God bless you all!. Thank you!


----------



## Aleja (Jun 13, 2019)

I just wanted to thank you all, I was able to find all the supplies I needed and successfully made my first batch of soap in US soil. 
I'll leave a picture here, it's a very simple OO/CO recipe with lavender and lemon EO. I already ordered some FO and micas so I can do more interesting stuff but I was itching to soap to O had to work with what I had. 
God bless you all!. Thank you!View attachment 39709
View attachment 39709


----------



## Nanette (Jun 13, 2019)

Very nice!


----------



## Kurt (Jun 14, 2019)

If I was in Boston I'd be going to Jedwards. Literally less than 15 miles south of Boston in Braintree. Pick up in person to save on shipping and I've yet to find organic prices that are better. Strange no one ever mentions them.

https://bulknaturaloils.com/


----------



## shunt2011 (Jun 14, 2019)

@Kurt - Jedwards has been mentions many times.  Unfortunately, comparing prices 1:1 Jedwards has always been much more expensive for me to utilize.   I recently compared purchasing the same products from Jedwards and Soapers Choice (not organic) Jedwards was almost 20.00 more expensive due to their much higher shipping.


----------



## Kurt (Jun 14, 2019)

shunt2011 said:


> @Kurt - Jedwards has been mentions many times.  Unfortunately, comparing prices 1:1 Jedwards has always been much more expensive for me to utilize.   I recently compared purchasing the same products from Jedwards and Soapers Choice (not organic) Jedwards was almost 20.00 more expensive due to their much higher shipping.


I should have clarified, I only buy organic and couldn't find anyone else that could even come close to Jedwards prices for EOs.

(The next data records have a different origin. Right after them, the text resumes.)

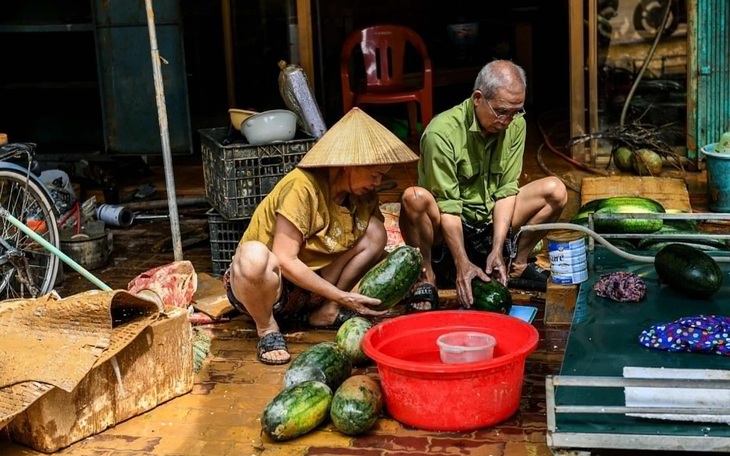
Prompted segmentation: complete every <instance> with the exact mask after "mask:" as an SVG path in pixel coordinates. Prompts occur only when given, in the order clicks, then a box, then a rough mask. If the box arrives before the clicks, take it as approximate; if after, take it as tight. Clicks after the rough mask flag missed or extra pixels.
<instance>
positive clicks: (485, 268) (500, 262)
mask: <svg viewBox="0 0 730 456" xmlns="http://www.w3.org/2000/svg"><path fill="white" fill-rule="evenodd" d="M485 270H486V271H487V274H489V275H490V276H491V277H494V276H495V275H496V279H497V280H499V282H500V283H501V284H502V285H504V286H505V287H506V286H507V266H506V265H505V264H504V259H503V258H502V255H501V254H496V253H494V252H492V253H490V254H489V256H488V257H487V265H486V268H485Z"/></svg>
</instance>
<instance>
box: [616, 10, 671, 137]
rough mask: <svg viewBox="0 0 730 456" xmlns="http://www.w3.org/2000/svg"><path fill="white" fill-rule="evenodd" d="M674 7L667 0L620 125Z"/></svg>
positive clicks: (624, 106)
mask: <svg viewBox="0 0 730 456" xmlns="http://www.w3.org/2000/svg"><path fill="white" fill-rule="evenodd" d="M671 9H672V0H667V7H666V9H665V10H664V18H663V19H662V23H661V25H660V26H659V29H657V34H656V37H655V38H654V42H653V43H652V45H651V49H649V53H648V54H647V55H646V59H644V64H643V65H642V66H641V70H639V74H638V75H637V76H636V79H634V84H633V85H632V86H631V90H629V94H628V96H626V101H625V102H624V107H623V109H622V110H621V119H620V120H619V125H620V126H623V125H624V123H625V122H626V112H627V111H628V110H629V105H630V104H631V99H632V98H633V97H634V92H636V88H637V87H638V86H639V82H641V78H642V77H643V76H644V72H645V71H646V69H647V68H649V63H651V58H652V57H653V56H654V52H655V51H656V48H657V45H658V44H659V40H661V39H662V35H663V34H664V29H665V28H666V26H667V20H668V19H669V11H670V10H671Z"/></svg>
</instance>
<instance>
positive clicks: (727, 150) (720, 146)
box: [715, 130, 730, 154]
mask: <svg viewBox="0 0 730 456" xmlns="http://www.w3.org/2000/svg"><path fill="white" fill-rule="evenodd" d="M715 152H719V153H722V154H730V130H728V131H726V132H724V133H723V134H721V135H720V140H719V141H718V142H717V146H715Z"/></svg>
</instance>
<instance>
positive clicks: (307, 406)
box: [261, 380, 333, 442]
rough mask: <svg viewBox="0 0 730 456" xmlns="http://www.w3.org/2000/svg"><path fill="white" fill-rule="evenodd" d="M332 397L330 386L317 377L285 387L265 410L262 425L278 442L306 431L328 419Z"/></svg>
mask: <svg viewBox="0 0 730 456" xmlns="http://www.w3.org/2000/svg"><path fill="white" fill-rule="evenodd" d="M332 396H333V395H332V389H331V388H330V387H329V386H327V385H325V384H324V383H322V382H320V381H317V380H307V381H305V382H302V383H298V384H296V385H292V386H290V387H288V388H285V389H284V390H283V391H281V392H280V393H279V394H278V395H277V396H276V397H275V398H274V399H272V400H271V402H269V404H268V405H267V406H266V408H265V409H264V412H263V414H262V415H261V427H262V429H263V431H264V432H265V433H266V435H268V436H269V437H271V438H272V439H273V440H275V441H277V442H282V441H285V440H290V439H293V438H295V437H299V436H300V435H302V434H306V433H307V432H309V431H311V430H312V429H314V428H316V427H317V426H319V425H320V424H321V423H322V422H324V420H325V419H326V418H327V415H328V414H329V410H330V405H331V404H332Z"/></svg>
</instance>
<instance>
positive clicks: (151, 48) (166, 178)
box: [145, 0, 183, 261]
mask: <svg viewBox="0 0 730 456" xmlns="http://www.w3.org/2000/svg"><path fill="white" fill-rule="evenodd" d="M145 7H146V9H147V28H148V30H149V35H150V53H151V55H152V70H153V76H154V78H155V95H156V96H155V101H156V102H157V118H158V120H159V122H160V140H161V142H162V157H163V159H164V165H165V185H166V189H167V204H168V207H169V211H170V231H171V232H172V249H173V252H174V256H175V261H182V259H183V253H182V241H181V239H180V220H179V219H178V214H177V197H176V195H175V176H174V174H173V171H172V153H171V152H170V131H169V128H168V125H167V105H166V104H165V87H164V85H163V83H162V69H161V68H160V50H159V49H158V47H157V31H156V30H155V13H154V11H153V9H152V0H145Z"/></svg>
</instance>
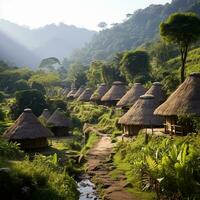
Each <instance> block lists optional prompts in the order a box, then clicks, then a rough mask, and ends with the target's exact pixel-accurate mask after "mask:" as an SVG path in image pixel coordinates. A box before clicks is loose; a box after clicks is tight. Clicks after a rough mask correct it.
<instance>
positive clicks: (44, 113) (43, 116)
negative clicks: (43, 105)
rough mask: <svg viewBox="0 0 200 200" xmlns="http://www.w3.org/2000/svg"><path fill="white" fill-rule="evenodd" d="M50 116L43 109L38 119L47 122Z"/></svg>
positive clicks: (50, 114)
mask: <svg viewBox="0 0 200 200" xmlns="http://www.w3.org/2000/svg"><path fill="white" fill-rule="evenodd" d="M50 116H51V113H50V112H49V110H48V109H44V110H43V112H42V114H41V115H40V118H43V119H45V120H48V119H49V117H50Z"/></svg>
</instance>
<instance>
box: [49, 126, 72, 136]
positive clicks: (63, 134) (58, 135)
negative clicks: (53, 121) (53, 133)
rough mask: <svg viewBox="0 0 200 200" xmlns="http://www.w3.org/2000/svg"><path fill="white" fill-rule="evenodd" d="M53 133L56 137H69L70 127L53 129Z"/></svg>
mask: <svg viewBox="0 0 200 200" xmlns="http://www.w3.org/2000/svg"><path fill="white" fill-rule="evenodd" d="M51 131H52V132H53V133H54V135H55V136H56V137H63V136H68V135H69V129H68V127H52V128H51Z"/></svg>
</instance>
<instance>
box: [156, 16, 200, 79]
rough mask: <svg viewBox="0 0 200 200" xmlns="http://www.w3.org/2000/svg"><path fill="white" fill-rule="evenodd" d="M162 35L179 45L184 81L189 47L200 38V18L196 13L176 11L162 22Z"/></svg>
mask: <svg viewBox="0 0 200 200" xmlns="http://www.w3.org/2000/svg"><path fill="white" fill-rule="evenodd" d="M160 35H161V36H162V37H163V39H164V40H165V41H167V42H173V43H176V44H177V45H178V47H179V51H180V54H181V63H182V66H181V82H183V81H184V80H185V65H186V61H187V55H188V50H189V47H190V45H191V44H192V43H194V42H196V41H197V40H198V39H199V38H200V18H199V17H198V16H197V15H196V14H194V13H174V14H172V15H170V16H169V17H168V19H167V20H166V21H165V22H163V23H161V24H160Z"/></svg>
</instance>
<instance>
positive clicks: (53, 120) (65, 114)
mask: <svg viewBox="0 0 200 200" xmlns="http://www.w3.org/2000/svg"><path fill="white" fill-rule="evenodd" d="M47 125H48V126H51V127H69V126H70V125H71V122H70V119H68V118H67V116H66V113H65V112H64V111H62V110H61V109H60V108H57V109H56V111H55V112H54V113H53V114H52V115H51V117H50V118H49V119H48V121H47Z"/></svg>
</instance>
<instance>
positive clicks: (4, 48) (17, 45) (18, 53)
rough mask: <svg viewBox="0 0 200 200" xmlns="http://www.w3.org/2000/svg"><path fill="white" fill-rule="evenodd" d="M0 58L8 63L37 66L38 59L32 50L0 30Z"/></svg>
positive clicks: (39, 59)
mask: <svg viewBox="0 0 200 200" xmlns="http://www.w3.org/2000/svg"><path fill="white" fill-rule="evenodd" d="M0 60H4V61H5V62H6V63H9V64H10V65H16V64H18V65H20V66H28V65H31V66H37V65H38V61H39V60H40V59H39V57H38V56H37V55H35V54H34V53H33V52H32V51H30V50H29V49H27V48H25V47H24V46H23V45H20V44H19V43H17V42H16V41H14V40H13V39H12V38H10V37H9V36H7V35H6V34H4V33H2V32H1V31H0Z"/></svg>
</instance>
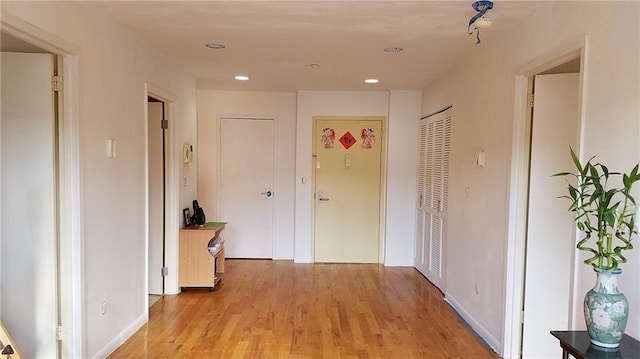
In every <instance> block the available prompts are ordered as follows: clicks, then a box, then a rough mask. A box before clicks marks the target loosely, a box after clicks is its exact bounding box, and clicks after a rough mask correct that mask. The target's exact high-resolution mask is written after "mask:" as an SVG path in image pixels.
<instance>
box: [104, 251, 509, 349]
mask: <svg viewBox="0 0 640 359" xmlns="http://www.w3.org/2000/svg"><path fill="white" fill-rule="evenodd" d="M149 316H150V320H149V323H148V324H146V325H145V326H144V327H142V328H141V329H140V330H139V331H138V332H137V333H135V334H134V335H133V336H132V337H131V339H129V340H128V341H127V342H126V343H125V344H123V345H122V346H121V347H120V348H118V349H117V350H116V351H115V352H114V353H113V354H112V355H111V356H110V358H129V357H137V358H140V357H149V358H434V359H436V358H474V359H481V358H498V356H497V355H496V354H495V353H493V352H492V351H491V350H490V349H488V347H486V346H485V345H484V344H483V343H482V342H481V341H480V340H479V339H478V337H476V336H475V335H474V333H473V332H471V331H470V330H469V328H468V327H467V326H466V325H465V324H464V323H463V322H462V321H461V320H460V319H459V318H458V316H457V315H456V314H455V312H453V310H451V309H450V308H449V306H448V305H447V304H446V303H445V302H444V301H443V299H442V294H441V293H440V292H439V291H438V290H437V289H436V288H435V287H433V286H432V285H431V284H430V283H429V282H428V281H427V280H426V279H425V278H424V277H422V275H421V274H420V273H419V272H418V271H416V270H415V269H413V268H406V267H387V268H385V267H383V266H379V265H373V264H371V265H369V264H293V262H291V261H266V260H227V262H226V273H225V277H224V278H223V285H222V286H221V287H220V289H219V290H216V291H215V292H209V291H208V290H207V289H190V290H188V291H187V292H185V293H182V294H179V295H176V296H165V297H163V298H162V299H160V300H159V301H158V302H157V303H156V304H154V305H153V306H152V307H151V308H150V311H149Z"/></svg>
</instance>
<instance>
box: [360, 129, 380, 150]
mask: <svg viewBox="0 0 640 359" xmlns="http://www.w3.org/2000/svg"><path fill="white" fill-rule="evenodd" d="M360 138H362V148H371V147H372V146H373V144H374V143H375V142H376V135H374V134H373V130H372V129H370V128H363V129H362V134H361V135H360Z"/></svg>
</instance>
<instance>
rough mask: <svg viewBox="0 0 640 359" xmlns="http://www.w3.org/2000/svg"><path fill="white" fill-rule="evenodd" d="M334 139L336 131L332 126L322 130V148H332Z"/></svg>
mask: <svg viewBox="0 0 640 359" xmlns="http://www.w3.org/2000/svg"><path fill="white" fill-rule="evenodd" d="M335 140H336V132H335V131H334V130H333V128H329V127H327V128H325V129H324V130H322V144H323V145H324V148H333V142H334V141H335Z"/></svg>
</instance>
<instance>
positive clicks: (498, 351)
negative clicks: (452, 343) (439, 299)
mask: <svg viewBox="0 0 640 359" xmlns="http://www.w3.org/2000/svg"><path fill="white" fill-rule="evenodd" d="M444 301H445V302H447V303H449V305H450V306H451V308H453V310H455V311H456V312H457V313H458V315H459V316H460V317H461V318H462V320H464V321H465V322H466V323H467V325H469V327H470V328H471V330H473V331H474V332H475V333H476V334H477V335H478V336H479V337H480V338H482V340H484V342H485V343H487V345H488V346H489V347H490V348H491V349H493V351H494V352H496V353H502V343H500V341H499V340H498V339H496V338H495V337H494V336H493V335H491V333H489V331H488V330H487V329H486V328H485V327H484V326H482V324H480V322H478V321H477V320H476V319H475V318H474V317H473V315H471V314H470V313H469V312H467V311H466V310H465V309H464V307H463V306H462V305H460V303H458V301H457V300H455V298H453V297H452V296H451V294H449V293H446V294H445V296H444Z"/></svg>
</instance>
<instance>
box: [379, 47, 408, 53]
mask: <svg viewBox="0 0 640 359" xmlns="http://www.w3.org/2000/svg"><path fill="white" fill-rule="evenodd" d="M402 50H404V49H403V48H401V47H385V48H384V49H383V50H382V51H384V52H401V51H402Z"/></svg>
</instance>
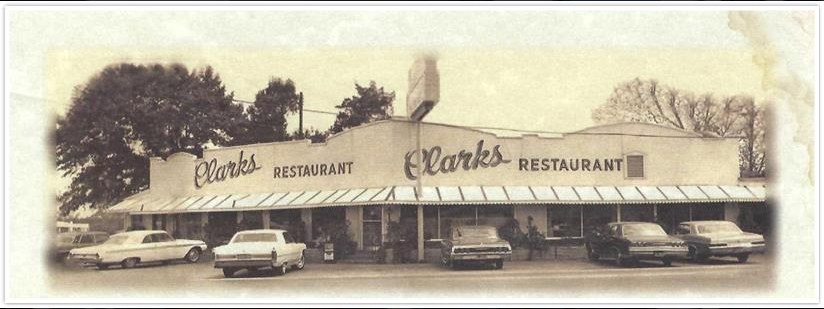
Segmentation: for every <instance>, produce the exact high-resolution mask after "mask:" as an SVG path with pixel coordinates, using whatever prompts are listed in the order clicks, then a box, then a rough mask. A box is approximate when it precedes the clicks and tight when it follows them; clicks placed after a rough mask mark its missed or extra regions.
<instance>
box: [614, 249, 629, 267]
mask: <svg viewBox="0 0 824 309" xmlns="http://www.w3.org/2000/svg"><path fill="white" fill-rule="evenodd" d="M610 251H612V256H614V257H615V265H616V266H625V265H626V264H627V258H626V257H625V256H624V254H623V253H622V252H621V250H620V249H618V248H616V247H612V249H610Z"/></svg>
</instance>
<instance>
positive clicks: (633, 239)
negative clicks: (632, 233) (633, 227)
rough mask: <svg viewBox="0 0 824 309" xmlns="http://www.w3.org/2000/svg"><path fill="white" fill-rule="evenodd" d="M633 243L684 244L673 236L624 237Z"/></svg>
mask: <svg viewBox="0 0 824 309" xmlns="http://www.w3.org/2000/svg"><path fill="white" fill-rule="evenodd" d="M624 238H626V239H627V240H629V241H631V242H676V243H682V242H684V241H683V240H681V239H678V238H676V237H673V236H669V235H666V236H626V237H624Z"/></svg>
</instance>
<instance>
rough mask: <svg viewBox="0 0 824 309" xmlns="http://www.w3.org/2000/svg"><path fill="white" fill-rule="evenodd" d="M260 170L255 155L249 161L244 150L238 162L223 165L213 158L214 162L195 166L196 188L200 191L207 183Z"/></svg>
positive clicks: (209, 162) (247, 174)
mask: <svg viewBox="0 0 824 309" xmlns="http://www.w3.org/2000/svg"><path fill="white" fill-rule="evenodd" d="M259 169H260V165H257V163H256V162H255V154H252V155H251V156H249V158H248V159H247V158H245V157H244V156H243V150H241V151H240V157H239V158H238V159H237V161H231V160H229V161H228V162H225V163H223V162H218V161H217V159H215V158H212V160H209V161H203V162H200V163H198V164H197V165H196V166H195V187H197V188H198V189H200V188H202V187H203V186H204V185H206V184H207V183H213V182H216V181H217V182H220V181H224V180H226V178H236V177H240V176H243V175H248V174H251V173H254V172H255V171H256V170H259Z"/></svg>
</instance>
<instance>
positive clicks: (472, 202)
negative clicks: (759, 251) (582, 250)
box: [109, 185, 766, 214]
mask: <svg viewBox="0 0 824 309" xmlns="http://www.w3.org/2000/svg"><path fill="white" fill-rule="evenodd" d="M765 199H766V188H765V187H764V186H763V185H760V186H753V185H746V186H744V185H729V186H718V185H674V186H437V187H422V190H421V194H418V189H417V188H416V187H414V186H389V187H377V188H351V189H339V190H323V191H320V190H308V191H291V192H263V193H254V194H223V195H201V196H187V197H155V196H152V195H151V194H137V195H134V196H132V197H129V198H127V199H126V200H124V201H122V202H121V203H119V204H117V205H115V206H113V207H111V208H109V211H112V212H129V213H135V214H141V213H144V214H152V213H186V212H210V211H243V210H275V209H296V208H314V207H327V206H350V205H387V204H401V205H405V204H414V205H421V204H422V205H472V204H482V205H495V204H668V203H713V202H761V201H764V200H765Z"/></svg>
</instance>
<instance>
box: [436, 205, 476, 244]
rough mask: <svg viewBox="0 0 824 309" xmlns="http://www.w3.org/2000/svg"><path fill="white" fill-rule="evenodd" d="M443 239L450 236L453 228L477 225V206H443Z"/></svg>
mask: <svg viewBox="0 0 824 309" xmlns="http://www.w3.org/2000/svg"><path fill="white" fill-rule="evenodd" d="M440 209H441V238H446V237H448V236H449V231H450V230H452V228H453V227H457V226H465V225H476V224H477V222H476V220H475V219H476V213H475V206H441V208H440Z"/></svg>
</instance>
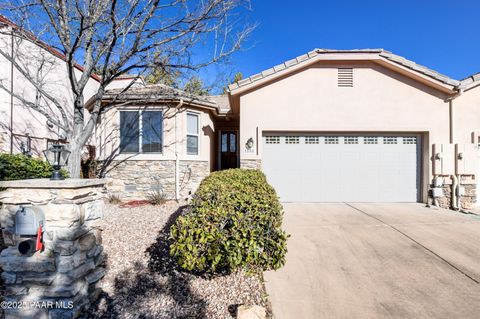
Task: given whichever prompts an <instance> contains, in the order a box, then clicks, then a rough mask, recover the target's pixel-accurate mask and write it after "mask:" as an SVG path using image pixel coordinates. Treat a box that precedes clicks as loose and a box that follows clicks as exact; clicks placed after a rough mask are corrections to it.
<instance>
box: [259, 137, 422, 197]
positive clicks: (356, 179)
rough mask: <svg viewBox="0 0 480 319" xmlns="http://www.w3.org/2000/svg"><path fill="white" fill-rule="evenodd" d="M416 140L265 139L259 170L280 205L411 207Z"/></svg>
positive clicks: (392, 139) (268, 137) (400, 138)
mask: <svg viewBox="0 0 480 319" xmlns="http://www.w3.org/2000/svg"><path fill="white" fill-rule="evenodd" d="M419 149H420V137H419V136H416V135H413V134H412V135H395V136H393V135H392V136H390V135H347V134H344V135H320V134H317V135H314V134H309V135H306V134H293V133H292V134H289V133H283V134H276V133H272V134H266V135H264V136H263V155H262V169H263V171H264V172H265V174H266V175H267V178H268V181H269V182H270V184H272V185H273V186H274V187H275V189H276V190H277V193H278V195H279V196H280V200H281V201H284V202H417V201H418V199H419V191H418V190H419V180H420V179H419V176H420V174H419V171H420V170H419V168H420V165H419V154H420V151H419Z"/></svg>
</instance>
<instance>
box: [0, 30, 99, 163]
mask: <svg viewBox="0 0 480 319" xmlns="http://www.w3.org/2000/svg"><path fill="white" fill-rule="evenodd" d="M11 41H12V38H11V36H9V35H7V34H0V46H1V47H2V49H3V50H5V51H7V52H9V53H10V52H11V48H12V45H11ZM13 48H14V56H15V60H16V62H17V63H18V64H19V65H20V66H21V67H22V68H23V69H25V70H26V71H27V72H28V74H29V75H30V76H32V77H34V78H36V79H38V81H37V83H41V84H40V86H41V87H42V89H43V90H45V91H46V92H47V94H48V95H50V96H52V97H53V98H54V99H55V100H57V101H58V103H59V104H60V105H61V106H63V107H64V110H65V112H66V116H67V118H68V119H69V121H70V120H72V114H73V102H72V101H73V94H72V91H71V89H70V82H69V79H68V73H67V67H66V63H65V61H63V60H61V59H59V58H57V57H55V56H53V55H52V54H51V53H49V52H48V51H46V50H45V49H43V48H41V47H39V46H37V45H35V44H33V43H31V42H29V41H26V40H21V39H19V38H14V46H13ZM40 66H41V67H40ZM39 70H41V71H39ZM75 72H76V76H77V77H78V78H80V76H81V71H80V70H76V71H75ZM0 81H2V85H4V86H5V87H7V88H8V89H10V85H11V82H12V76H11V63H10V62H9V61H7V60H6V59H5V58H4V57H0ZM97 87H98V82H97V81H95V80H94V79H92V78H91V79H90V80H89V81H88V83H87V86H86V88H85V90H84V92H83V93H84V96H85V101H87V100H88V99H89V98H90V97H91V96H92V95H93V94H94V92H95V91H96V89H97ZM13 89H14V92H15V93H16V94H18V95H20V96H22V97H23V98H24V99H26V100H27V101H29V102H32V103H39V104H40V105H41V108H42V109H44V110H45V111H46V112H47V113H49V114H51V115H52V116H53V117H54V118H55V119H58V120H59V121H62V117H61V115H60V112H59V110H58V108H57V107H56V106H55V105H54V104H53V103H52V102H51V101H50V100H49V99H48V98H45V97H44V96H43V97H41V98H40V99H38V98H37V97H38V96H37V90H36V89H35V87H34V86H33V85H32V83H30V82H29V81H28V80H27V79H26V77H25V76H23V75H22V74H21V73H20V71H19V70H18V69H17V68H15V67H14V68H13ZM11 107H12V104H11V99H10V94H9V93H7V92H6V91H5V90H3V89H1V88H0V132H2V133H5V134H7V143H4V144H3V145H4V146H3V147H2V149H1V151H4V152H9V151H10V128H11V127H13V133H14V135H15V134H19V135H25V134H27V133H28V134H30V136H32V137H33V138H34V139H33V140H32V148H33V152H34V155H40V154H41V151H42V150H43V149H45V146H46V140H45V139H46V138H51V139H58V138H59V137H62V136H65V133H64V132H63V130H61V129H59V128H58V127H53V128H49V127H48V126H47V125H46V122H47V119H46V117H45V116H43V115H41V114H40V113H39V112H37V111H35V110H32V109H31V108H29V107H26V106H25V105H24V104H23V103H22V102H21V101H20V100H18V99H16V98H14V100H13V125H12V124H11V123H10V116H11ZM85 113H86V117H87V118H88V114H87V113H88V112H85ZM68 125H72V123H71V122H69V124H68ZM21 141H24V142H25V141H26V139H25V138H23V137H18V138H15V139H14V153H16V152H19V151H20V150H19V144H20V142H21Z"/></svg>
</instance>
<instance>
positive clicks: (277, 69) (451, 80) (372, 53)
mask: <svg viewBox="0 0 480 319" xmlns="http://www.w3.org/2000/svg"><path fill="white" fill-rule="evenodd" d="M334 53H339V54H352V53H354V54H362V53H363V54H374V55H377V56H378V58H379V59H382V58H383V59H385V60H387V61H389V62H392V63H395V64H398V65H400V66H402V67H405V68H407V69H409V70H412V71H414V72H417V73H420V74H422V75H424V76H426V77H428V78H431V79H433V80H435V81H438V82H440V83H442V84H445V85H448V86H452V87H456V86H458V85H459V84H460V81H457V80H454V79H452V78H450V77H448V76H446V75H443V74H440V73H438V72H436V71H434V70H432V69H429V68H427V67H425V66H422V65H420V64H417V63H415V62H413V61H410V60H408V59H406V58H404V57H401V56H399V55H396V54H393V53H392V52H389V51H386V50H384V49H353V50H331V49H314V50H312V51H310V52H308V53H307V54H304V55H301V56H298V57H296V58H294V59H291V60H288V61H286V62H284V63H282V64H279V65H277V66H274V67H273V68H270V69H267V70H265V71H262V72H260V73H257V74H255V75H252V76H250V77H248V78H246V79H243V80H240V81H238V82H236V83H233V84H230V85H229V86H228V90H229V92H231V93H235V90H237V89H239V88H242V87H246V86H249V85H251V84H254V83H256V82H258V81H260V80H264V79H267V78H269V77H271V78H274V77H275V76H276V75H280V74H282V75H285V74H288V70H289V69H296V68H294V67H295V66H300V65H301V64H306V63H308V62H312V61H315V60H317V59H319V57H321V56H323V55H325V54H334ZM292 71H293V70H292Z"/></svg>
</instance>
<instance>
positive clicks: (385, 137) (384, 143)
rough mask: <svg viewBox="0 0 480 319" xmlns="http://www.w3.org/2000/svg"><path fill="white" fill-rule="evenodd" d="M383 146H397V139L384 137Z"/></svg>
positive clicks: (383, 138) (394, 138)
mask: <svg viewBox="0 0 480 319" xmlns="http://www.w3.org/2000/svg"><path fill="white" fill-rule="evenodd" d="M383 144H397V137H395V136H384V137H383Z"/></svg>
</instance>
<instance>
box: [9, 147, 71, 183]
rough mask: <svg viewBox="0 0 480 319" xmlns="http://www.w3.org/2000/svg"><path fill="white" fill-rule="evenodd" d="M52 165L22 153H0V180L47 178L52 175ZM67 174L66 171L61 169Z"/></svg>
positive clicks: (43, 160) (62, 170)
mask: <svg viewBox="0 0 480 319" xmlns="http://www.w3.org/2000/svg"><path fill="white" fill-rule="evenodd" d="M52 170H53V169H52V167H51V166H50V164H48V162H47V161H44V160H42V159H39V158H33V157H28V156H25V155H22V154H15V155H10V154H0V180H2V181H11V180H17V179H28V178H48V177H50V176H52ZM62 174H63V175H64V176H67V175H68V174H67V172H66V171H64V170H62Z"/></svg>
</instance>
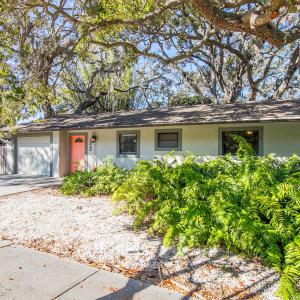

So even high shipping still makes them a better option for me, even being on the west coast.

I do buy my organic PO, PKO, EVVO, and HOSF from Soapers Choice. Honestly, I don't even think SC had a packing slip on my first order, and of course, I have to melt out the hard oils from the plastic jugs. Their prices should be cheaper as it seemed to be bare minimum from the website to the packaging, or lack thereof. Just four jugs in a crumpled box.

For things like organic castor bean and babassu oil, Jedwards was the best option and truly the only option for me.  The babassu oil (such a gorgeous oil) came in a nice firm white pale with snap top, convenient, and reusable. The packaging and info slips for the EOs was impressive.

Anywho, I thought I'd mention it to Aleja as she lives 15 minutes from Jedwards and could avoid all shipping costs, especially for organic  EO's but from what I gather most don't buy organic EOs.

Cheerio


----------